On the eleventh of January, 1823, Captain Benjamin Morrell, of the American schooner Wasp, sailed from Kerguelen's Land with a view of penetrating as far south as possible. On the first of February he found himself in latitude 64° 52' S., longitude 118° 27' E. The following passage is extracted from his journal of that date. "The wind soon freshened to an eleven-knot breeze, and we embraced this opportunity of making to the west; being however convinced that the farther we went south beyond latitude sixty-four degrees the less ice was to be apprehended, we steered a little to the southward, until we crossed the Antarctic circle, and were in latitude 69° 15' E. In this latitude there was no field ice, and very few ice islands in sight."
Under the date of March fourteenth I find also this entry. "The sea was now entirely free of field ice, and there were not more than a dozen ice islands in sight. At the same time the temperature of the air and water was at least thirteen degrees higher (more mild) than we had ever found it between the parallels of sixty and sixty-two south. We were now in latitude 70° 14' S., and the temperature of the air was forty-seven, and that of the water forty-four. In this situation I found the variation to be 14° 27' easterly, per azimuth.... I have several times passed within the Antarctic circle on different meridians, and have uniformly found the temperature, both of the air and the water, to become more and more mild the farther I advanced beyond the sixty-fifth degree of south latitude, and that the variation decreases in the same proportion. While north of this latitude, say between sixty and sixty-five south, we frequently had great difficulty in finding a passage for the vessel between the immense and almost innumerable ice islands, some of which were from one to two miles in circumference, and more than five hundred feet above the surface of the water."
Being nearly destitute of fuel and water, and without proper instruments, it being also late in the season, Captain Morrell was now obliged to put back, without attempting any farther progress to the southward, although an entirely open sea lay before him. He expresses the opinion that, had not these overruling considerations obliged him to retreat, he could have penetrated, if not to the pole itself, at least to the eighty-fifth parallel. I have given his ideas respecting these matters somewhat at length, that the reader may have an opportunity of seeing how far they were borne out by my own subsequent experience.
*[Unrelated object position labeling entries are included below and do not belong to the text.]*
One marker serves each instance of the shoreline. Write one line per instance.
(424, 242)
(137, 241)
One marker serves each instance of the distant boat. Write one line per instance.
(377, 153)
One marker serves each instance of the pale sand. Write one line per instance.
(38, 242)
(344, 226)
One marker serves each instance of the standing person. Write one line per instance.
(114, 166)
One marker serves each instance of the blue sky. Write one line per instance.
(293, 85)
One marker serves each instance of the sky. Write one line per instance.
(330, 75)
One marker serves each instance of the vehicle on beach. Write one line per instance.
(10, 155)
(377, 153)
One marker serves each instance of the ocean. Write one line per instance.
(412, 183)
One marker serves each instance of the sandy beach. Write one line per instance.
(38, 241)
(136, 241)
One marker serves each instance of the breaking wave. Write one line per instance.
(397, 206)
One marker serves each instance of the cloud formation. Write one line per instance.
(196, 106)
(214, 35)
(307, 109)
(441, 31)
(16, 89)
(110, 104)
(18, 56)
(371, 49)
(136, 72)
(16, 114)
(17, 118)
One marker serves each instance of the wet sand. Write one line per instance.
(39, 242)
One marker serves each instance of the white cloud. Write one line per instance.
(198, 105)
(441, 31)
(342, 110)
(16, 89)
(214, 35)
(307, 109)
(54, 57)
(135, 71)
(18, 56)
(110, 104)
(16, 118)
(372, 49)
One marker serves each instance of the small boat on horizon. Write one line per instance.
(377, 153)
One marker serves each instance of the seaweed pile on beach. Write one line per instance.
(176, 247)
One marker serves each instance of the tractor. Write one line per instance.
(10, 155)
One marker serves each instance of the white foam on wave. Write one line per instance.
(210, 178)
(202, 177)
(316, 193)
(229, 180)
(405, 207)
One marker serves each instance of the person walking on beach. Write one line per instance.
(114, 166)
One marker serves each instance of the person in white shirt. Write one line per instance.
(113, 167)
In 1831, Captain Briscoe, in the employ of the Messieurs Enderby, whale-ship owners of London, sailed in the brig Lively for the South Seas, accompanied by the cutter Tula. On the twenty-eighth of February, being in latitude 66° 30' S., longitude 47° 31' E., he descried land, and "clearly discovered through the snow the black peaks of a range of mountains running E. S. E." He remained in this neighbourhood during the whole of the following month, but was unable to approach the coast nearer than within ten leagues, owing to the boisterous state of the weather. Finding it impossible to make farther discovery during this season, he returned northward to winter in Van Diemen's Land.
In the beginning of 1832 he again proceeded southwardly, and on the fourth of February land was seen to the southeast in latitude 67° 15', longitude 69° 29' W. This was soon found to be an island near the headland of the country he had first discovered. On the twenty-first of the month he succeeded in landing on the latter, and took possession of it in the name of William IV., calling it Adelaide's Island, in honour of the English queen. These particulars being made known to the Royal Geographical Society of London, the conclusion was drawn by that body "that there is a continuous tract of land extending from 47° 30' E. to 69° 29' W. longitude, running the parallel of from sixty-six to sixty-seven degrees south latitude." In respect to this conclusion Mr. Reynolds observes, "In the correctness of it we by no means concur; nor do the discoveries of Briscoe warrant any such inference. It was within these limits that Weddell proceeded south on a meridian to the east of Georgia, Sandwich Land, and the South Orkney and Shetland Islands." My own experience will be found to testify most directly to the falsity of the conclusion arrived at by the society.
These are the principal attempts which have been made at penetrating to a high southern latitude, and it will now be seen that there remained, previous to the voyage of the Jane, nearly three hundred degrees of longitude in which the Antarctic circle had not been crossed at all. Of course a wide field lay before us for discovery, and it was with feelings of most intense interest that I heard Captain Guy express his resolution of pushing boldly to the southward.
CHAPTER XVII.
We kept our course southwardly for four days after giving up the search for Glass's Islands, without meeting with any ice at all. On the twenty-sixth, at noon, we were in latitude 63° 23' S., longitude 41° 25' W. We now saw several large ice islands, and a floe of field ice, not, however, of any great extent. The winds generally blew from the southeast, or the northeast, but were very light. Whenever we had a westerly wind, which was seldom, it was invariably attended with a rain squall. Every day we had more or less snow. The thermometer, on the twenty-seventh, stood at thirty-five.